Chronique

Braille
Box of Rhymes

Hiphopis Music - 2006

A l’âge où nous partagions nos mercredis après-midi entre Tekken II, Crash Bandicoot et autres parties de foot improvisées sur le bitume, le petit Bryan Winchester rencontra Dieu. Sa vie en fut bouleversée : il avait trouvé la Voie – sans perdre la tête.

Depuis, les années ont passé. L’enfant de chœur est devenu MC sous le nom de Braille ; il fait partie d’un groupe « éclairé », Lightheaded, a créé son propre label, Hiphop is Music, et sort aujourd’hui son troisième album solo, Box of Rhymes.

Celui-ci ressemble plutôt à une compilation : une dizaine de producteurs pour quinze titres, un remix, une absence manifeste de liant entre les morceaux. Sortie initialement au Japon dans une version quelque peu différente, cette « boîte de rimes » présente pourtant les deux principales facettes du personnage. D’une part, le jeune marié simple et croyant ; de l’autre le showman survolté dévoué corps et âme à son art, les deux s’entremêlant parfois.

Par moments excessif dans ses démonstrations de foi (‘End of the World’, ‘Together not Alone’), Braille dégage cependant une sérénité tranquille et positive, seulement lézardée par quelques moments de doute (‘Pour it out’). On finit presque par l’envier, à le voir tirer force et humilité de sa croyance, chaque jour incité à devenir un meilleur homme tout en conservant un émerveillement naïf et enfantin face à la vie, la nature et ses proches (« I’m so glad to wake up and see the sunrise. I see the natural beauty outside, I see the beauty staring in my wife’s eyes« , ‘Leave Behind’). Dès lors, si vous êtes sensible à ce type de discours, la dimension humaine et universelle de ces textes saura vous toucher. Dans le cas contraire l’ensemble vous paraîtra vite lourd et niais ; rabattez-vous alors sur les morceaux où s’exprime le Braille-showman.

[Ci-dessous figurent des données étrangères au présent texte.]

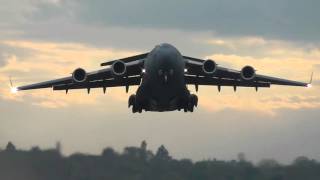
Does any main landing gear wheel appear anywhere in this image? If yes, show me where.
[183,94,198,112]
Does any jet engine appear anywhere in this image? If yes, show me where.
[240,66,256,81]
[202,59,217,75]
[111,61,127,76]
[72,68,87,83]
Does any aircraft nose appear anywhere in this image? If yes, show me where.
[158,69,174,84]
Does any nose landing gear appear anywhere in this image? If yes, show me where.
[128,94,142,113]
[183,94,198,112]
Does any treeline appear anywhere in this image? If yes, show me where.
[0,141,320,180]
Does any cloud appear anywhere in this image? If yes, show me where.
[25,0,320,42]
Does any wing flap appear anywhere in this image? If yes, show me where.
[100,53,149,66]
[183,56,309,87]
[53,77,141,90]
[185,76,270,88]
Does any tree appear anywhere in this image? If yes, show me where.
[6,142,16,152]
[156,145,171,160]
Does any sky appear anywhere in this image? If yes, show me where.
[0,0,320,163]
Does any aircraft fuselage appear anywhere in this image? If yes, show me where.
[136,44,190,111]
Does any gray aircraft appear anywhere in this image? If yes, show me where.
[15,43,312,113]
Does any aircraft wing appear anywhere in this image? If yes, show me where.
[16,59,143,91]
[183,56,311,88]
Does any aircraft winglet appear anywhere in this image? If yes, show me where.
[9,76,18,93]
[307,72,313,88]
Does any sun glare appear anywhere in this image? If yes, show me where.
[10,87,18,94]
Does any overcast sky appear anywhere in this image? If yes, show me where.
[0,0,320,163]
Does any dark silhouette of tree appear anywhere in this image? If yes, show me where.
[0,141,320,180]
[6,142,16,152]
[156,145,171,160]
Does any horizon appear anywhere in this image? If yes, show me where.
[0,0,320,163]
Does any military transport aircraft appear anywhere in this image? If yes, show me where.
[15,43,312,113]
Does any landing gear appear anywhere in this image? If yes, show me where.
[183,94,198,112]
[128,94,142,113]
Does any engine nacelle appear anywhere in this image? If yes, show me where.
[202,59,217,75]
[111,61,127,76]
[72,68,87,83]
[240,66,256,81]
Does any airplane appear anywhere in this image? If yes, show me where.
[14,43,312,113]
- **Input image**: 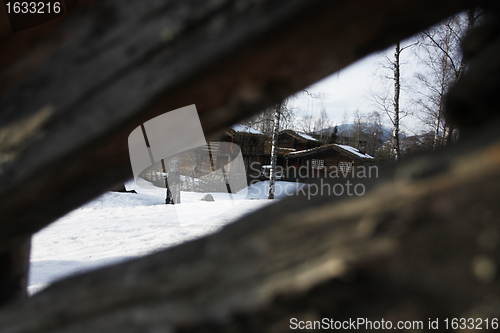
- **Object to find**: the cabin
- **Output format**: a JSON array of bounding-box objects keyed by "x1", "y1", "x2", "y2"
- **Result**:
[{"x1": 285, "y1": 143, "x2": 375, "y2": 178}]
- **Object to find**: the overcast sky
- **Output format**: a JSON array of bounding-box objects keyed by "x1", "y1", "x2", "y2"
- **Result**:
[{"x1": 289, "y1": 43, "x2": 421, "y2": 134}]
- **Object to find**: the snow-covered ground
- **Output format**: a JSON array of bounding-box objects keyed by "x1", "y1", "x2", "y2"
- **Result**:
[{"x1": 28, "y1": 181, "x2": 303, "y2": 294}]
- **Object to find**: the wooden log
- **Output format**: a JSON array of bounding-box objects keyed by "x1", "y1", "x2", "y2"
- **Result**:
[{"x1": 0, "y1": 0, "x2": 480, "y2": 246}]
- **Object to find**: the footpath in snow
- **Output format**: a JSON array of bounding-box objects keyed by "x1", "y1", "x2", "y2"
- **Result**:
[{"x1": 28, "y1": 181, "x2": 303, "y2": 295}]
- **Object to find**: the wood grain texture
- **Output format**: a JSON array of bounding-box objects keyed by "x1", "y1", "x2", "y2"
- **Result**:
[{"x1": 0, "y1": 128, "x2": 500, "y2": 333}]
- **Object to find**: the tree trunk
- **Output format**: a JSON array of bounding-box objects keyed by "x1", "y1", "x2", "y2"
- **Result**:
[
  {"x1": 392, "y1": 42, "x2": 401, "y2": 162},
  {"x1": 267, "y1": 103, "x2": 282, "y2": 199}
]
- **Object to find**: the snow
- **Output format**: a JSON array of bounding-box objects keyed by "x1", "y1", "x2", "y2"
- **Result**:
[
  {"x1": 337, "y1": 144, "x2": 375, "y2": 160},
  {"x1": 28, "y1": 181, "x2": 304, "y2": 295},
  {"x1": 231, "y1": 124, "x2": 262, "y2": 135}
]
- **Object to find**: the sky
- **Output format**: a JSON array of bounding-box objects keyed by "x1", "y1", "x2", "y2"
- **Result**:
[{"x1": 289, "y1": 43, "x2": 421, "y2": 132}]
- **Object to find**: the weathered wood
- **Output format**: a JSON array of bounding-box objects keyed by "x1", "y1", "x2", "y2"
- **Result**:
[
  {"x1": 0, "y1": 237, "x2": 31, "y2": 306},
  {"x1": 0, "y1": 123, "x2": 500, "y2": 333},
  {"x1": 0, "y1": 0, "x2": 480, "y2": 243}
]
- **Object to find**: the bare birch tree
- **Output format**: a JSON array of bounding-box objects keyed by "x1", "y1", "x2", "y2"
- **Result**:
[{"x1": 416, "y1": 9, "x2": 481, "y2": 150}]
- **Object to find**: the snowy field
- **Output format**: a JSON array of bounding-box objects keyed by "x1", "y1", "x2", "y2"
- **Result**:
[{"x1": 28, "y1": 181, "x2": 303, "y2": 295}]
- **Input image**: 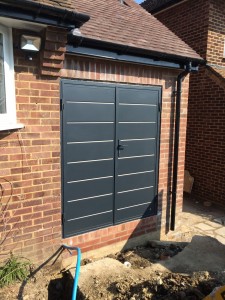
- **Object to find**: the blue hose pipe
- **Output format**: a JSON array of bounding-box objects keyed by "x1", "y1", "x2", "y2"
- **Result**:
[{"x1": 63, "y1": 245, "x2": 81, "y2": 300}]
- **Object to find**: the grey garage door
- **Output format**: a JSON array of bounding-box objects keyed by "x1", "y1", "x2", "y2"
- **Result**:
[{"x1": 61, "y1": 80, "x2": 161, "y2": 237}]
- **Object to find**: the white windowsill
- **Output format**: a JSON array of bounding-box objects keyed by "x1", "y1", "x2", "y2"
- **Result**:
[{"x1": 0, "y1": 123, "x2": 25, "y2": 131}]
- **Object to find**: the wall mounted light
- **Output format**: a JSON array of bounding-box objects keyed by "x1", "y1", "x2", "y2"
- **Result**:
[{"x1": 20, "y1": 34, "x2": 41, "y2": 52}]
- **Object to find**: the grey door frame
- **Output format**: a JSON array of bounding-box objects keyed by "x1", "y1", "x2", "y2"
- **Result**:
[{"x1": 60, "y1": 79, "x2": 162, "y2": 238}]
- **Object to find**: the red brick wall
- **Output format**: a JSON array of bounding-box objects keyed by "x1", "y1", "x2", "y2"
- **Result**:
[
  {"x1": 186, "y1": 68, "x2": 225, "y2": 206},
  {"x1": 156, "y1": 0, "x2": 225, "y2": 206},
  {"x1": 207, "y1": 0, "x2": 225, "y2": 67},
  {"x1": 155, "y1": 0, "x2": 210, "y2": 58},
  {"x1": 0, "y1": 27, "x2": 188, "y2": 262}
]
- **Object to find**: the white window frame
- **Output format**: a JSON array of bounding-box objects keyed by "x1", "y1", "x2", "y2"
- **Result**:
[{"x1": 0, "y1": 24, "x2": 24, "y2": 131}]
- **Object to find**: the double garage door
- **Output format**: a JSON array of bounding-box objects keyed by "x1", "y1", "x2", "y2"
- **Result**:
[{"x1": 61, "y1": 80, "x2": 161, "y2": 237}]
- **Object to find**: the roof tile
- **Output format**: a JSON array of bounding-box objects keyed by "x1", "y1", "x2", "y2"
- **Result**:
[{"x1": 26, "y1": 0, "x2": 201, "y2": 59}]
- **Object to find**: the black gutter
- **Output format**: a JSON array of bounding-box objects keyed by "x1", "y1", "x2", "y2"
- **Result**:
[
  {"x1": 66, "y1": 45, "x2": 184, "y2": 70},
  {"x1": 0, "y1": 0, "x2": 90, "y2": 29},
  {"x1": 68, "y1": 34, "x2": 205, "y2": 67},
  {"x1": 140, "y1": 0, "x2": 184, "y2": 15},
  {"x1": 170, "y1": 63, "x2": 196, "y2": 231}
]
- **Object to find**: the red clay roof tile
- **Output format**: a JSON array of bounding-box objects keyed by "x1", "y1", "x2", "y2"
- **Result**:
[{"x1": 27, "y1": 0, "x2": 201, "y2": 59}]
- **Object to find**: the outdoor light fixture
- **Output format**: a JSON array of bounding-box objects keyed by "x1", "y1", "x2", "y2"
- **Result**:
[{"x1": 20, "y1": 34, "x2": 41, "y2": 52}]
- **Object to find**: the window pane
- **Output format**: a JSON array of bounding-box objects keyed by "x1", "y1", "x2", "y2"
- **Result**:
[{"x1": 0, "y1": 33, "x2": 6, "y2": 114}]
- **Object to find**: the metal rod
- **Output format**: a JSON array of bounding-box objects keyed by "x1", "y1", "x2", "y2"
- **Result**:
[
  {"x1": 170, "y1": 63, "x2": 192, "y2": 231},
  {"x1": 63, "y1": 245, "x2": 81, "y2": 300}
]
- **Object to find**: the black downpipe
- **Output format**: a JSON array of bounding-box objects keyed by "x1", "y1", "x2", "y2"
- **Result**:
[{"x1": 170, "y1": 63, "x2": 192, "y2": 231}]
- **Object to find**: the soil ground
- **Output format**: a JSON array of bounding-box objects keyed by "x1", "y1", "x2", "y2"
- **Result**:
[{"x1": 0, "y1": 238, "x2": 225, "y2": 300}]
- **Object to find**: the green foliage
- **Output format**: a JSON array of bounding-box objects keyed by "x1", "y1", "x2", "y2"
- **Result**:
[{"x1": 0, "y1": 254, "x2": 30, "y2": 287}]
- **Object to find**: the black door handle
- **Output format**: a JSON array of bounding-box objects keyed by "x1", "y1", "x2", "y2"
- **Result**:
[{"x1": 117, "y1": 140, "x2": 128, "y2": 156}]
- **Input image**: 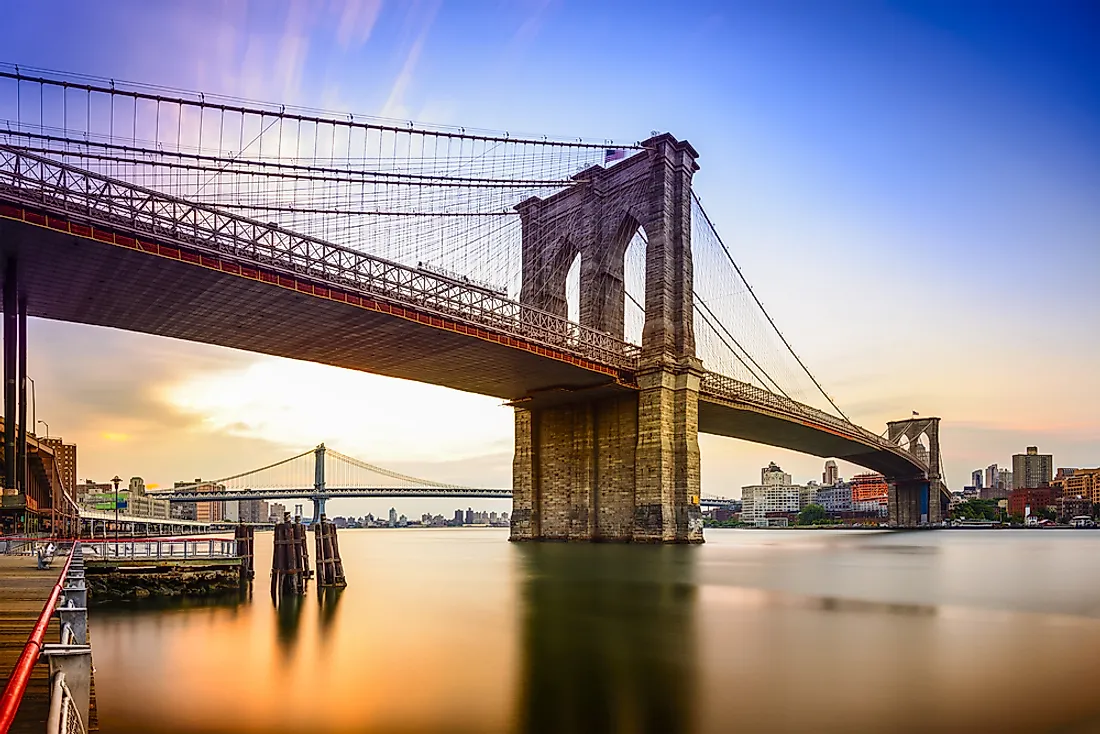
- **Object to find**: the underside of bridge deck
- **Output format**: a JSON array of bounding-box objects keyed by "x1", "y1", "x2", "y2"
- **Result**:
[
  {"x1": 0, "y1": 218, "x2": 617, "y2": 399},
  {"x1": 699, "y1": 395, "x2": 916, "y2": 478}
]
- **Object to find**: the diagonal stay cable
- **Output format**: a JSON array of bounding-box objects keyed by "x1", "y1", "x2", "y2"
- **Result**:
[
  {"x1": 691, "y1": 191, "x2": 851, "y2": 423},
  {"x1": 326, "y1": 449, "x2": 475, "y2": 490}
]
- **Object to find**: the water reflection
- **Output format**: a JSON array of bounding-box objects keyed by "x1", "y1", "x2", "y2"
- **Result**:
[
  {"x1": 518, "y1": 545, "x2": 696, "y2": 734},
  {"x1": 317, "y1": 585, "x2": 343, "y2": 642},
  {"x1": 275, "y1": 594, "x2": 303, "y2": 658}
]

Ecrit entre sa base arrière de Portland (Oregon) et le continent européen au cours de la tournée où le MC accompagna notamment James Brown, Box of Rhymes comporte une bonne part de titres dont l’orientation scénique est évidente. Testés lors de concerts, ces morceaux sont, d’un point de vue musical et technique, les plus enthousiasmants du lot. Ainsi, l’enchaînement de ‘Evacuate’ et ‘Box of Rhymes’, tous deux scratchés par DJ Idull, est quasiment parfait. ‘Fresh Coast’ et ‘Survival Movement’, produits par Ohmega Watts, rappellent l’ambiance du Wrong Way de Lightheaded mais lassent rapidement, même si Braille y démontre une nouvelle fois ses qualités de MC (débit rapide et saccadé, voix nasillarde accentuée).

Plutôt bons dans l’ensemble, les instrus ne parviennent pourtant pas à recréer la magie de « Shades of Grey ». C’est le défaut majeur de ce nouvel opus : là où son prédécesseur était brillant et inspiré, celui-ci se révèle plus terne, car « seulement » bon. Par conséquent, quand vous prend l’envie d’écouter du Braille, vous vous tournerez plus volontiers vers Shades of Grey que vers ce Box of Rhymes. Tony Stone est en deçà de ce que l’on pouvait espérer de lui. En dehors d’un beat énergique et cuivré (‘Box of Rhymes’), il livre un ‘Antenna’ assez fade et un ‘Pour it out’ ressemblant à ce qu’il a pu faire par le passé, en moins bon. A l’exception de ‘Leave Behind’ basé sur une guitare sèche, du travail autour du sample vocal sur ‘I wouldn’t do it’ et du sec et nerveux ‘Enter-Gritty’ enregistré au Danemark, la production de l’album, sans être mauvaise, ne marque pas vraiment les esprits.

Décevant pour ceux qui ont succombé aux charmes de Shades of Grey, ce troisième album compte certes quelques très bons titres, mais surtout beaucoup trop de morceaux moyens et sans réelle envergure. Équilibré mais inégal et manquant globalement de cohésion, Box of Rhymes est ce que laisse entendre son titre : une boîte pleine de rimes, un peu bordélique, dans laquelle l’auditeur piochera, selon son humeur, morceaux introspectifs ou explosifs, réfléchis ou instinctifs. Un disque de rap agréable, donc, à défaut d’être un grand album.